Malay cemetery at Pending gets a facelift thanks to volunteers
By Danielle Sendou Ringgit
On my way to ICOM Square on the left at Jalan Datuk Abang Abdul Rahim at Pending, I had never noticed that there was a graveyard by the roadside even though I must have driven down this road countless time before.
With bushes creeping over the fences, hiding the area from the sight of passersby and grass growing up to the waist, it’s easy to see how no one could have known that Kampung Periuk’s Muslim cemetery was there.
Although it may not be visible to strangers, it does not stop relatives with loved ones buried there from visiting every now and again.
Having lived at Kampong Sungai Periuk (which is about eight kilometers from the graveyard) all his life, Isa Ali said that it had always been there.
“I do not know exactly how old this grave site is, but I am sure it is more than 50 years old,” said the 51-year-old.
Some of his elder relatives have been buried there, although now most villagers prefer burying their dead in Samariang.
According to Isa, the previous caretaker, Abang Buang had passed away a little more than a year ago, leaving the graveyard with nobody to carry on his task.
“When he was the caretaker, he would came here twice a month to clear up the area. But now, we have not had anyone to take care of it for a year, although the villagers do come to the graveyard to clear the area during Ramadan,” said Isa.
As of now, the villagers are still looking for a new caretaker to take care of the cemetery.
Upon learning that there was no one left to take care of the place since Abang Buang passed away, Kelab Motard Kuching (KMK) member Zairul Razali suggested a ‘gotong-royong’ to his fellow members on May 1.
“My grandmother is buried here…she passed away two years ago,” said Zairul.

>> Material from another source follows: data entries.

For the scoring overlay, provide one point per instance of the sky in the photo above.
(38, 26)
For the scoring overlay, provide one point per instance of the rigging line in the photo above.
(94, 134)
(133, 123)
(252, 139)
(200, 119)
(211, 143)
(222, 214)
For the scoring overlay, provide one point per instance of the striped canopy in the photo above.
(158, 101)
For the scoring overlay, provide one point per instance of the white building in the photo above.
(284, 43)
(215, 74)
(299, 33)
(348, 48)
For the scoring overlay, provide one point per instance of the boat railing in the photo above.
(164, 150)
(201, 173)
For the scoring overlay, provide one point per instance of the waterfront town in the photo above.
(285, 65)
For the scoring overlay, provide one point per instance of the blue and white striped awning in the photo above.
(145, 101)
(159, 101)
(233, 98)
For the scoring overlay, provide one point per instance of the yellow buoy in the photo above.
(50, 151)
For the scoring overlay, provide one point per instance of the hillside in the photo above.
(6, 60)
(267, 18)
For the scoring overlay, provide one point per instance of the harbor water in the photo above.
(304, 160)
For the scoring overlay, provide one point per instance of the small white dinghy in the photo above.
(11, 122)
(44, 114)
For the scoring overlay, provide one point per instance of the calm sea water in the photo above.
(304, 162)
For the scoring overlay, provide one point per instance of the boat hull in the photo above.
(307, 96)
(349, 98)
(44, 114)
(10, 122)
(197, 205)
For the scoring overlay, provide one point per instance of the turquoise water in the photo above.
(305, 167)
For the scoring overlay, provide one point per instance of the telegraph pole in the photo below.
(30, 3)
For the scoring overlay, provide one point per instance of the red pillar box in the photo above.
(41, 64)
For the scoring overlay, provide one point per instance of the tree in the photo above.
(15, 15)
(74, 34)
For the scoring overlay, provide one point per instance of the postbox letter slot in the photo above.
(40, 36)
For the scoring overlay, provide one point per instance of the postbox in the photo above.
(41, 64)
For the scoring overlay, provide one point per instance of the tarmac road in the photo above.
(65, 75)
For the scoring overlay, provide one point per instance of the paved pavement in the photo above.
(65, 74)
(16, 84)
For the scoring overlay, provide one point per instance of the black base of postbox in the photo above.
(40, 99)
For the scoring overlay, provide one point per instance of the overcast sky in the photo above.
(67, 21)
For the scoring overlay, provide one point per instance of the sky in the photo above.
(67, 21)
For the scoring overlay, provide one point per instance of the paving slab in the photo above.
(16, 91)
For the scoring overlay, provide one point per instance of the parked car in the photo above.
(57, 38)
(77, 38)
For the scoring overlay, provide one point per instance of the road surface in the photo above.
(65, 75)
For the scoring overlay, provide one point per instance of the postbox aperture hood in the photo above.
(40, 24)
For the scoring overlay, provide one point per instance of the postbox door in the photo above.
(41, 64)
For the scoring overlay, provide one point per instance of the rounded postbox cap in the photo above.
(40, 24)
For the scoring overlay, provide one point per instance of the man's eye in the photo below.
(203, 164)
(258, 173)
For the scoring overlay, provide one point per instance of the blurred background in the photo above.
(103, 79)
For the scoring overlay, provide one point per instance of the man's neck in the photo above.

This escalated into a collaboration with LC Crew Sarawak (LCCS), Legal Street Car Club (LSCS) and Myvi Borneo, gathering a total 40 volunteers for the cleanup.
With their grass cutters and ‘parangs’, the motor club members worked hand in hand with the villagers to complete their task, clearing the overgrown grass and getting rid of the bushes that once hid the graveyard from sight.
With the sun high up in the sky and heat blazing in the morning, all of them were sweating profusely and panting due to the heat, but none showed any signs of quitting, only stopping once in a while to rehydrate.
By the time the gotong-royong was completed sometime around two in the afternoon, the fences had been clear of creeping plants and the waist high grass was perfectly trimmed, making the tombstones visible again.
With the time, energy and dedication by the good Samaritans, the graveyard now looks clear and well kept, making all the hard work and effort worth it.